On Wednesday Premier Annastacia Palaszczuk said encouraging electric vehicle (EV) uptake would help protect Queensland motorists from petrol price hikes and climate change-inducing carbon emissions.

The $3,000 subsidy for EVs less than $58,000 will exclude the majority of EV models, with only a handful coming in below this price point.

Affordable models include the Nissan Leaf, Hyundai's Ioniq and BYD’s Atto 3, which was recently launched in the Australian market.

Australia’s cheapest EV on the market is the MG ZS EV, which will set motorists back between $46,990-$49,990.

Queensland also has a reduced rego duty rate for EVs, according to comparison website Finder.

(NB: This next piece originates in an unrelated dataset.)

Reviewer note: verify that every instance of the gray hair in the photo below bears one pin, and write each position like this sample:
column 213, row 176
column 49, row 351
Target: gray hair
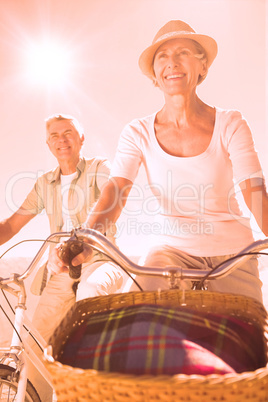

The Queensland government, which announced the incentives alongside its new EV strategy, has committed $45 million towards the subsidies.

There are also $3,000 EV incentives in Victoria, NSW and South Australia.

Infrastructure boost

The government will also sink $10 million into charging infrastructure, including bolstering a series of fast-charging sites it calls the “Queensland Electric Super Highway”.

“Not only does this encourage people to buy electric vehicles, it gives the automotive industry confidence to set up shop in Queensland,” Transport and Main Roads Minister Mark Bailey said.

Improving charging infrastructure is key to driving EV uptake because motorists can have “range anxiety” when making long trips.

In a 2020 survey by the Electric Vehicle Council, 45 per cent of respondents said the concerns about EV range had stopped them buying one.

Batteries on wheels

The Queensland government also wants to turn the “family EV into the family battery”.

This refers to new “bi-directional” or “vehicle-to-grid” charging technology where the electricity can travel both ways. This will allow car batteries to soak up excess renewable energy for use when renewables aren’t generating.

For households with rooftop solar, this means your car could double as a battery and allow you to store cheap clean energy once the sun goes down.

“We are working now on building rules that would transform the family EV into the family battery – plugging into solar at work, or in major carparks, charging up when the sun is shining – and then, with bi-directional charging capacity, putting electricity back into the home when the sun has set or the wind isn’t blowing,” Bailey said.

This could see motorists rewarded with cheap charging at off-peak times such as in the middle of the day when solar panels are charging.